No subject
Thu Mar 25 11:59:21 PST 2004
Ken Poulton [poulton at labs.agilent.com] a Palo Alto CA fiber
activist, responds to my query in SMART Letter #52 about whether
1 Gbyte per month is a reasonable throughput budget:
"My e-mail record on my at-work system says:
0.04 GBytes/month last year in personally-handled mail
0.02 GBytes/month in unique weather data messages
(sent hourly to Bay Area windsurfers)
1.50 GBytes/month when you count the 400 weather
subscribers
"My home Unix system (used as a remote work terminal):
1.9 GBytes/month
"So even these rather heavy corner-case uses are only a
few GBytes per month. Most users would be hard-
pressed to get to a GByte/month until they turned on
streaming video or Internet radio stations. Those
could get your usage up to around 10-20 GByte/month at
24 hours/day.
"In the Palo Alto Fiber to the Home Trial, we
considered a service that would be limited to 1
GByte/month. I continue to believe this is a
perfectly reasonable way to operate, but I can tell
you from experience that it's a hard sell to consumers
when you're offering a 100 Mbit/s pipe that can (in
principle) use up your month's quota in 80 seconds.

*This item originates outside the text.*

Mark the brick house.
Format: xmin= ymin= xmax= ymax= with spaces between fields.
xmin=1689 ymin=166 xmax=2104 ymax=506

"For starters, we settled on an unlimited service that
is 100 Mbit/s to the hub, but uses a shared 10 Mbit/s
connection to the Internet. Locally-served services,
such as video-on-demand, can make good use of the
local 100 Mbit/s, but Internet access (where the BW
gets expensive) will be limited. We have not turned on
the system yet, so we can't tell how it will work out
yet.
"The problem is non-trivial: $100/month only pays for a
*continuous* usage of about 100 kbit/s. You can get a
*lot* of benefit from peak rates of 100 Mbit/s, but
you have to deal with the people who will suck you dry
with a server farm if you let them.
"A pay-per-GByte system (like 1 GByte free, $100/GByte
thereafter) will never ding most people, and charge
big users appropriately. But it makes consumers
(justifiably) nervous. What if you get a $1300 bill
when your son leaves on the Internet radio 24 hours a
day for a month? Simply cutting people off doesn't
work either.
"What I think is needed is to allow consumers to choose
full speed access up to 1 GB/month, and then throttled
BW after that. Your connection may get slow, but
doesn't die. And you don't get a huge bill by
surprise. I suspect this will need special support in
the routers or some kind of special billing box.
Anyone care to support this in their routers?"